Recent demonstrations of white supremacists in Charlottesville, Va., have raised questions about whether hateful speech and racist comments are protected by the First Amendment.
The U.S Supreme Court has made it clear that governments may not restrict speech expressing ideas that offend, most recently in a unanimous 8-0 ruling on June 19, 2017, in Matal v. Tam, known as the “Slants” case.
On April 20, former Vermont governor and ex-Democratic National Committee chair Howard Dean tweeted a message like Mayor Wheeler’s. Referring to past comments by conservative commentator Ann Coulter, he tweeted: “Hate speech is not protected by the First Amendment.” But in Matal v. Tam, which protected the trademark of names even though they might offend, the Supreme Court said, “Speech that demeans on the basis of race, ethnicity, gender, religion, age, disability or any other similar ground is hateful; but the proudest boast of our free speech jurisprudence is that we protect the freedom to express ‘the thought that we hate.’”
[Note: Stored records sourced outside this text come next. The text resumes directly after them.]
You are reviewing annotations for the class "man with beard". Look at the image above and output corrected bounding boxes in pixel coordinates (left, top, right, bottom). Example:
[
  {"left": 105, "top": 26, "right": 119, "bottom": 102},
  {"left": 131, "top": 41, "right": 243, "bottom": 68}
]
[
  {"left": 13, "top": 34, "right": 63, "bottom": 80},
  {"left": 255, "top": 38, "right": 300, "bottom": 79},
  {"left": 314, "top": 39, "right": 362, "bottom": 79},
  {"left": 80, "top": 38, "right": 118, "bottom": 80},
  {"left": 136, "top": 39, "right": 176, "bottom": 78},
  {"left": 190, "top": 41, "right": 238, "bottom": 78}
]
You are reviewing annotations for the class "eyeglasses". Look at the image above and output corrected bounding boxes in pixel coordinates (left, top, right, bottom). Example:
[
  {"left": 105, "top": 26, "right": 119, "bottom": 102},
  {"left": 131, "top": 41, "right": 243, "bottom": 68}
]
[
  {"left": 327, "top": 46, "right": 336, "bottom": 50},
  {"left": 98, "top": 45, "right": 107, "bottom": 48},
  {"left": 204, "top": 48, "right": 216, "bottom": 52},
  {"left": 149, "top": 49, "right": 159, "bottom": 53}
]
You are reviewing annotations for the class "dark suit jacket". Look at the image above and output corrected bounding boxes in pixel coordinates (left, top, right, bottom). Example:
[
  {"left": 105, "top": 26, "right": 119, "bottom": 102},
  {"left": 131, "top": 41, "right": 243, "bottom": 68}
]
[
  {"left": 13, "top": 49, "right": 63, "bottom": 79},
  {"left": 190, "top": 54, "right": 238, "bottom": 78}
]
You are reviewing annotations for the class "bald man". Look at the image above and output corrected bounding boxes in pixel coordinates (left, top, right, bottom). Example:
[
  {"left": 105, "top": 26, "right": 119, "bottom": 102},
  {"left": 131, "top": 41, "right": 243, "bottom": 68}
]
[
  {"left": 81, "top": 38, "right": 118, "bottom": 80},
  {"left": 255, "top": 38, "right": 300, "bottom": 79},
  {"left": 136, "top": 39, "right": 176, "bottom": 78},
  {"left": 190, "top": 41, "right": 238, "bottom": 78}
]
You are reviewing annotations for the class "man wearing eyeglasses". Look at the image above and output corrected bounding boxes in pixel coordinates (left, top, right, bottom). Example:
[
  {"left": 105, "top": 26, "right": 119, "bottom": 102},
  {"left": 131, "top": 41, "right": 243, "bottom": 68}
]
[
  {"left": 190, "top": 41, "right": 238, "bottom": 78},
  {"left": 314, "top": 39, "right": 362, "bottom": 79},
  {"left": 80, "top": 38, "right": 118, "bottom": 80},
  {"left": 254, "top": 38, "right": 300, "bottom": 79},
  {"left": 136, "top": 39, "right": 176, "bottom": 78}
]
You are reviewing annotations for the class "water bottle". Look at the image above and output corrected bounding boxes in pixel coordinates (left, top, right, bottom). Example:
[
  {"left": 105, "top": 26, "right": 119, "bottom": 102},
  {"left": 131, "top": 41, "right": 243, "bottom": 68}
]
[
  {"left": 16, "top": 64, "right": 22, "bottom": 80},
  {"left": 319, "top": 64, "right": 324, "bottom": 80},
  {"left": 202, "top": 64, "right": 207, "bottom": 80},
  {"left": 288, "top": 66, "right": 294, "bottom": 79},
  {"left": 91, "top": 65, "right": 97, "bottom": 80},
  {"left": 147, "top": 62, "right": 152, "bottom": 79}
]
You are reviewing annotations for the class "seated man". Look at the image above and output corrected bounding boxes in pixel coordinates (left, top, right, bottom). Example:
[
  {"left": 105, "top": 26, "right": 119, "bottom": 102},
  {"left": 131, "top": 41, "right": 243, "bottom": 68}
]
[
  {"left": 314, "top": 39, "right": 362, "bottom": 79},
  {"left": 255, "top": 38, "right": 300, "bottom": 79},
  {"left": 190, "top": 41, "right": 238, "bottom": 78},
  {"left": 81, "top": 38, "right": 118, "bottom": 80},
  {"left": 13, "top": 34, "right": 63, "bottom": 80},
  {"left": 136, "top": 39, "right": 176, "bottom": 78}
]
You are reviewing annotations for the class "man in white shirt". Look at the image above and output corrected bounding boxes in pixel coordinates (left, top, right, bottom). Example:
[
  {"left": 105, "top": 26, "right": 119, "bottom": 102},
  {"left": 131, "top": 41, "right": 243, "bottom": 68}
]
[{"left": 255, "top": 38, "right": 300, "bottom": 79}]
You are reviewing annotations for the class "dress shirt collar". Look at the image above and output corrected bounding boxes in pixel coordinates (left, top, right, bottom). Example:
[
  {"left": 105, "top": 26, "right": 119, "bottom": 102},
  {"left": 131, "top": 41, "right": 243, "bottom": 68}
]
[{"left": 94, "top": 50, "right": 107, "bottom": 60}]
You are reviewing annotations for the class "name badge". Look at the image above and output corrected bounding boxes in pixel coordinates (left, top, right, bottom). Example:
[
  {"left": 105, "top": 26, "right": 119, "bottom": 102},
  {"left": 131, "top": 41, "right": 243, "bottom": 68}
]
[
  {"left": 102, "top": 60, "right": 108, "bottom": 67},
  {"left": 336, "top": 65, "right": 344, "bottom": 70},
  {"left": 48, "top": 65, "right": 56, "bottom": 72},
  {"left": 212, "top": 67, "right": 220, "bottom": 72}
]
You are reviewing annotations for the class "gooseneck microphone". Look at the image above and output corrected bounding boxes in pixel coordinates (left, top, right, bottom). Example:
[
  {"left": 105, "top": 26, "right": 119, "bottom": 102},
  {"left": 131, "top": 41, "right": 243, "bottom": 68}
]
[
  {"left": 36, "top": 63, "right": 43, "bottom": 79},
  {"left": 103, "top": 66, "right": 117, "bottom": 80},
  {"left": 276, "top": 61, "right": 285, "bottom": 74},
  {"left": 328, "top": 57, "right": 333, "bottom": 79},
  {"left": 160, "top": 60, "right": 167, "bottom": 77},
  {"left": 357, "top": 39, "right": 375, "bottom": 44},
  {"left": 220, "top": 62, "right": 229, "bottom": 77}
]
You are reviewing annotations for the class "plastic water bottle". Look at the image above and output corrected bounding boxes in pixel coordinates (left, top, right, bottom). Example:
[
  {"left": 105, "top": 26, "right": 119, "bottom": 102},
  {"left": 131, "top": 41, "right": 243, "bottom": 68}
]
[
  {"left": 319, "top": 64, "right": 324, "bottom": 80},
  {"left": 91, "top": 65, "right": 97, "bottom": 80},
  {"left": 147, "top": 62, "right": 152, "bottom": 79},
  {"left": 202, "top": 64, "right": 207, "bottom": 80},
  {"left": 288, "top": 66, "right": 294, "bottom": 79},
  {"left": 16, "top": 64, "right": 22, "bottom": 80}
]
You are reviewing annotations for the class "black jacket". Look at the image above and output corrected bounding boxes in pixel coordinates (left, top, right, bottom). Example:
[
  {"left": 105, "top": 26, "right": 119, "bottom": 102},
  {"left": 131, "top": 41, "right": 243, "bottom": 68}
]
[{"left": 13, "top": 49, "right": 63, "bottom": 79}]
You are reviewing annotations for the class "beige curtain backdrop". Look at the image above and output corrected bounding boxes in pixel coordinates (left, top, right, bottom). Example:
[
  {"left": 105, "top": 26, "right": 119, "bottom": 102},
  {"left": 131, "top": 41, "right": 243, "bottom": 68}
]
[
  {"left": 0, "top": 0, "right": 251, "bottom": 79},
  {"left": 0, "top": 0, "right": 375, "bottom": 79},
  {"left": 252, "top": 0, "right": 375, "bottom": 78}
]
In general, courts have found there is no First Amendment protection to speak fighting words — those words without social value, directed to a specific individual, which would provoke a reasonable member of the group about whom the words are spoken. But experts say merely offensive or bigoted speech does not rise to that level. Determining when individual conduct crosses the “offends” line is a legal question that requires examination on a case-by-case basis.